The COVI-PRONE trial included 21 hospitals in Canada, Saudi Arabia, Kuwait, and the United States. Researchers aimed to use prone positioning in hypoxemic COVID-19 patients for 8 to 10 hours per day, with 2 to 3 breaks, as needed. Participants in the control group were not proned and were asked not to position themselves in the prone position.
“The results of the COVI-PRONE trial enhanced our understanding about the efficacy and safety of awake prone positioning in COVID-19 patients,” added Alhazzani.
Findings from the COVI-PRONE trial were published on May 15 in JAMA. The same day, Alhazzani presented the findings at the America Thoracic Society International Conference in San Francisco.
The Guidelines in Intensive Care, Development, and Evaluation (GUIDE) Group at St. Joseph’s Healthcare Hamilton, which makes evidence-based clinical practice guidelines, has begun to re-evaluate prone positioning guidelines.

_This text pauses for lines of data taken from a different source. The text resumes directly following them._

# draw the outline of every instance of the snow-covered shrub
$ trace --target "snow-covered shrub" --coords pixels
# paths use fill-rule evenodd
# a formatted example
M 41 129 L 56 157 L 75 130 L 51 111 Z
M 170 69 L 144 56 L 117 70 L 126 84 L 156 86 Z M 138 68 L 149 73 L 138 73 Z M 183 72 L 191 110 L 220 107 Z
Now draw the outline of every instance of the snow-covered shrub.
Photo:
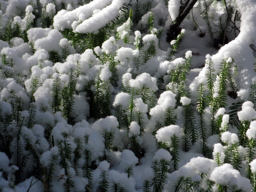
M 256 191 L 256 11 L 0 0 L 0 191 Z

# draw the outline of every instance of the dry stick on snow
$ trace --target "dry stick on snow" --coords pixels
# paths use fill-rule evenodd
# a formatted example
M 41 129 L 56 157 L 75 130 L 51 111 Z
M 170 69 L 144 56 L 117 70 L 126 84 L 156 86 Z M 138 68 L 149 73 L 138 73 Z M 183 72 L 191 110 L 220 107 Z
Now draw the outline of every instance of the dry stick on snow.
M 175 22 L 172 22 L 171 24 L 170 28 L 166 33 L 167 42 L 171 42 L 171 41 L 173 40 L 179 34 L 179 26 L 197 1 L 197 0 L 192 0 L 189 4 L 190 0 L 187 0 L 185 5 L 180 7 L 180 12 L 175 20 Z

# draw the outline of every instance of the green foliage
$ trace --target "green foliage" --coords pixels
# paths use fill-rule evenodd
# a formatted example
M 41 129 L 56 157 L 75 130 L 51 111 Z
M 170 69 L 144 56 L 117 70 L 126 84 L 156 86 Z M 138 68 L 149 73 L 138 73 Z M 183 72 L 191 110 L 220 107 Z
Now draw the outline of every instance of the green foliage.
M 167 178 L 168 166 L 168 162 L 163 159 L 159 162 L 153 162 L 151 167 L 155 172 L 155 177 L 152 182 L 154 192 L 163 191 Z
M 48 164 L 45 165 L 45 172 L 44 175 L 44 192 L 52 191 L 52 179 L 56 171 L 58 164 L 58 155 L 52 154 L 51 156 Z
M 207 155 L 208 150 L 206 146 L 207 129 L 204 116 L 204 109 L 207 103 L 207 99 L 205 88 L 202 84 L 199 84 L 198 88 L 198 92 L 196 109 L 199 116 L 198 125 L 200 138 L 199 141 L 201 152 L 205 156 Z
M 151 33 L 151 31 L 154 27 L 154 14 L 152 12 L 150 12 L 149 16 L 148 18 L 147 25 L 148 26 L 148 34 Z
M 143 53 L 143 59 L 145 63 L 150 58 L 155 57 L 156 54 L 156 42 L 154 40 L 150 41 L 148 44 L 149 44 L 148 48 L 144 51 Z
M 188 151 L 190 143 L 194 145 L 198 139 L 197 128 L 195 124 L 195 117 L 191 104 L 183 107 L 182 131 L 183 133 L 182 139 L 183 149 Z
M 184 33 L 181 31 L 176 37 L 174 40 L 171 42 L 171 49 L 168 55 L 167 60 L 170 61 L 172 61 L 172 57 L 177 52 L 179 46 L 179 44 L 181 38 L 184 35 Z
M 176 171 L 178 169 L 179 166 L 179 162 L 180 162 L 180 155 L 179 151 L 180 149 L 179 147 L 179 141 L 178 137 L 175 135 L 171 137 L 171 148 L 172 149 L 171 155 L 172 157 L 172 166 L 174 170 Z
M 241 123 L 238 128 L 239 144 L 243 147 L 245 147 L 248 142 L 248 138 L 246 135 L 246 132 L 249 128 L 250 123 L 245 121 Z
M 84 140 L 86 144 L 88 144 L 89 136 L 84 137 Z M 88 179 L 88 184 L 86 188 L 91 188 L 92 185 L 92 152 L 86 148 L 84 152 L 84 163 L 83 166 L 84 176 Z
M 68 82 L 67 84 L 64 84 L 62 89 L 63 112 L 63 116 L 67 119 L 68 122 L 70 124 L 72 121 L 72 114 L 75 104 L 74 92 L 76 90 L 76 74 L 75 70 L 71 68 L 67 75 L 69 77 Z M 58 86 L 58 85 L 56 86 Z
M 52 95 L 52 108 L 53 113 L 61 111 L 62 106 L 61 84 L 58 77 L 53 79 L 51 94 Z
M 209 91 L 208 97 L 209 99 L 212 98 L 213 94 L 214 83 L 215 80 L 215 75 L 214 74 L 215 69 L 213 66 L 213 61 L 211 58 L 206 60 L 205 63 L 205 77 L 207 79 L 207 87 Z
M 108 181 L 108 173 L 107 172 L 101 172 L 100 175 L 99 183 L 99 192 L 108 192 L 109 186 Z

“St. Joe’s GUIDE Group is conducting an updated systematic review and meta-analysis to evaluate the effectiveness and harms of awake prone positioning for patients with hypoxemic respiratory failure,” said Sarah Culgin, study co-author and research manager at The Research Institute of St. Joe’s Hamilton. “Including more recent evidence, such as COVI-PRONE, may impact the overall picture of the effect of proning this patient population.”
Prone positioning can be a labour-intensive procedure, as it requires physically maneuvering patients and careful monitoring. With hospitals stretched thin during the pandemic, the GUIDE Group’s forthcoming recommendations will likely affect how prone positioning is used and how staff resources are used.
Several of COVI-PRONE’s investigators are based in Hamilton and the surrounding area, including Waleed Alhazzani, Erick Duan, Jennifer Tsang, Kimberley Lewis, Bram Rochwerg, Maureen Meade, Dan Perri, Emilie Belley-Côté, Deborah Cook, John Centofanti, Lehana Thabane, Sarah Culgin, and Kate Nelson.
Two of the COVI-PRONE investigators, Waleed Alhazzani and Emilie Belley-Côté, are co-chairs of the GUIDE Group.
“Conducting a clinical trial of patient prone positioning during a pandemic – with COVID-19 patients – was a feat on its own,” said Culgin. “We’re grateful to have had such a collaborative network of clinicians and scientists who came together to make this happen.”
Funding for the trial was supported by peer-reviewed grants from the Canadian Institutes of Health Research (CIHR), King Abdullah International Medical Research Center in Saudi Arabia, and a McMaster University COVID-19 research grant.